Em junho de 2011 o MPE realizou uma inspeção e solicitou informações sobre a construção do Centro Oncológico Infantil, constatando, por meio de documentação, que o Estado paralisou as obras. No mesmo período da inspeção as obras foram reiniciadas e foi dado um prazo para o término até 31 de dezembro do ano passado.

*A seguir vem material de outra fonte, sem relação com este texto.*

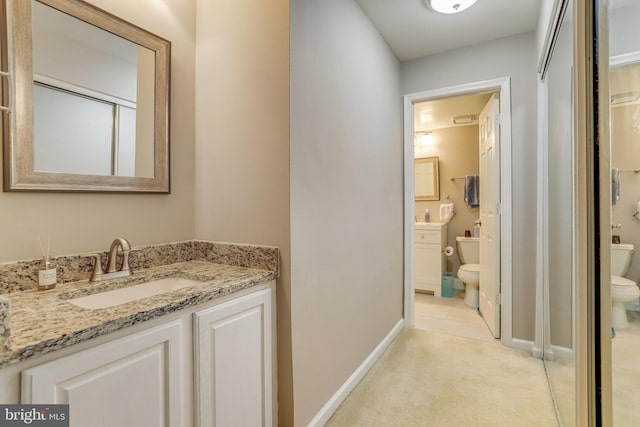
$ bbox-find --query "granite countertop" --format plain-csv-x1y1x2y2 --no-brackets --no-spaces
0,242,278,367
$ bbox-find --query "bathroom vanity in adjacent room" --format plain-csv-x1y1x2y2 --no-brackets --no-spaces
413,222,447,297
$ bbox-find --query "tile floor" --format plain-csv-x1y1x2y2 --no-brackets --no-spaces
414,290,501,345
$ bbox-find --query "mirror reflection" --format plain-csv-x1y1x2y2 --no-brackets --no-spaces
414,157,440,200
3,0,170,193
32,0,155,177
32,0,155,177
543,1,576,426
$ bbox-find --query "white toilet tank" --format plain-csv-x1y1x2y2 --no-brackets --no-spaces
611,243,634,277
456,236,480,264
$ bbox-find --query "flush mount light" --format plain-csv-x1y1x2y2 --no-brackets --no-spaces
425,0,477,14
453,114,476,125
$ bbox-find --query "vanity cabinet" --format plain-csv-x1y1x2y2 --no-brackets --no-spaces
194,289,275,427
413,222,447,297
21,319,191,427
0,281,277,427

O MPE pediu novamente informações, em fevereiro de 2012, e foi informado, por meio de ofício, que as obras estavam acontecendo normalmente. Mas depois constatou que a construção estava parada. Na ocasião, o hospital informou que as obras tinham parado para ampliação de leitos, “o que não foi comprovado”, segundo a assessoria do órgão. Novas informações e documentos que comprovassem as afirmações foram solicitadas, mas o hospital afirmou que não tinha documentos sobre a paralisação e o recomeço das obras. “A situação é preocupante, pois o MP aguarda uma posição e o Estado não apresenta uma reposta concreta e a construção do centro é importante para atender crianças e adolescentes vítimas de câncer, pois é uma doença que não espera” afirma o promotor Ernestino Roosevelt.
SEOP RESPONDE
O secretário de Estado de Obras Públicas, Joaquim Passarinho, informou que as obras do Centro Oncológico Infantil do HOL pararam porque houve necessidade de readaptação de um andar inteiro do Ophir Loyola, para que fossem construídos mais 62 leitos.
Ele disse que o Estado nunca deixou de responder ao MPE. Mas que a obra dependia, segundo ele, do BNDES (Banco Nacional de Desenvolvimento Econômico e Social) que disponibilizou R$ 16 milhões para a obra, e para concluir os novos leitos. Ele garantiu que as obras serão retomadas até o final deste mês.